Se battre pour être entendue
« Regarde-moi donc ça, la belle plotte à bottes ! » C’est un commentaire que Mélanie Guevremont a reçu d’un homme sur le chantier, qui ne faisait pas partie de son équipe. Elle a porté plainte, et l’homme en question était scandalisé que ses paroles aient pu l’affecter de cette manière. « C’est des petits mots d’amour, voyons », a-t-il osé rétorquer.
En réponse à la plainte, les superviseurs masculins de l’homme ne trouvaient pas qu’il y avait matière à s’affoler. Il a fallu qu’elle se fâche et qu’elle défende son cas.
Dans son milieu de travail, Mme Guevremont estime qu’elle n’a pas à entendre ce genre de commentaires. Si c’était un homme qui avait décidé de faire une plainte pour du harcèlement, elle pense qu’il aurait été pris au sérieux immédiatement.
« La notion de consentement, les hommes la comprennent quand c’est leur corps qui est en jeu. »
Mélanie Guevremont, directrice de chantier et de production
« Quand tu es une minorité, tu ne veux pas être revendicatrice », estime Frédérique Bigras. Pour la monteuse de lignes de 20 ans, il est préférable de ne pas adopter une telle posture si on souhaite « faire sa place ».
La construction, « ce n’est pas pour les doux »
Quand quelqu’un arrive sur le chantier de Mélanie Guevremont et lui demande de voir son superviseur, personne ne présume que c’est elle, « la boss ». « Quand je leur dis que c’est moi, les gens rient un peu, comme si je niaisais », indique-t-elle.
Mme Guevremont gère une équipe de 17 hommes qu’elle a elle-même choisis. Elle juge que sa confiance et sa réputation lui ont permis de gagner rapidement le respect de ses employés. Mais, avec les autres, « il faut qu’[elle se] justifie ».

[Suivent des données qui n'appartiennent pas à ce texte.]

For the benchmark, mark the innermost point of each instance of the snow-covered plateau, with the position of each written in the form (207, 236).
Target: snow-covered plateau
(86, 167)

Être une femme dans le domaine de la construction peut être anxiogène, mais il ne faut pas se remettre en question constamment parce que, sinon, « tu n’es pas sortie du bois », pense Mélanie Guevremont.
Isabelle Bissonnette a dû endurcir son caractère après cinq ans dans le milieu. « Je suis rendue quand même méchante, mais c’est parce que je n’ai pas le choix », admet-elle, pour ne pas donner l’impression d’être vulnérable. Il lui arrive toutefois de questionner sa place dans ce domaine. « Est-ce que je peux endurer autant de commentaires ? Des fois, ça devient lourd », soupire-t-elle.
Prouver sa valeur
« C’est toujours Isa la fille, pas Isa la poseuse », déplore Isabelle Bissonnette. Peu importe la compagnie ou l’équipe, elle doit continuellement montrer qu’elle est capable de faire son travail. « Ça ne s’arrête jamais. » Elle aimerait être perçue à sa juste valeur, sans avoir à se justifier, simplement parce qu’elle est une femme.

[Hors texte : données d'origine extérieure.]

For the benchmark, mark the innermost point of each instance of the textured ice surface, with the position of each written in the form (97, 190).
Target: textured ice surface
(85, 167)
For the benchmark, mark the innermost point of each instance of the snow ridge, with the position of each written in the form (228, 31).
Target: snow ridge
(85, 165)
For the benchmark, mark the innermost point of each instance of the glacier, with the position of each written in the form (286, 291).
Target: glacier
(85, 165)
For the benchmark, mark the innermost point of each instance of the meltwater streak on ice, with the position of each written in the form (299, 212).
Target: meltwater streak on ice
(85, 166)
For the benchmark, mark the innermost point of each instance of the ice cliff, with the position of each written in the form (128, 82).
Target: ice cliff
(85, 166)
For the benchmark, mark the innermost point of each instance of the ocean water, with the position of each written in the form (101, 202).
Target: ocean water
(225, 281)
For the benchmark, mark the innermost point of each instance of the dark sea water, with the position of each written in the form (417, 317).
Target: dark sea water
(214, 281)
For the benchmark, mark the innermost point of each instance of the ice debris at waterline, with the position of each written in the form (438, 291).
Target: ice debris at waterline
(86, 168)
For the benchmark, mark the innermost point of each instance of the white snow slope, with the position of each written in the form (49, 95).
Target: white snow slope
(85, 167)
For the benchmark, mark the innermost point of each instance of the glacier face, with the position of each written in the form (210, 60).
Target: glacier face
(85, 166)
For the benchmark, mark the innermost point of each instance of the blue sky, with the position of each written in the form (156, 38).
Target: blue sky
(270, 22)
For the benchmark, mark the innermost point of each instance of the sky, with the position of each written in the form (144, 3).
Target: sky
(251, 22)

« Je suis une travailleuse avant d’être une femme quand je suis sur le chantier »
Isabelle Bissonnette, poseuse de systèmes intérieurs
Les bourses et les programmes mis en place dans divers domaines de la construction ayant pour but d’augmenter la présence des femmes sur les chantiers faciliteraient leur entrée dans le milieu. Par exemple, des compagnies peuvent recevoir jusqu’à 10 000 $ pour intégrer une femme à leur entreprise.Pour Mme Bigras, l’initiative peut être une bonne chose. Toutefois, « ça serait bien qu’on garde notre poste parce qu’on est bonnes et qu’on le mérite, précise-t-elle. Pas juste parce qu’on est des filles ! » Comme Mme Bissonnette, elle aspire à être perçue comme « une monteuse, pas comme une femme monteuse de lignes ».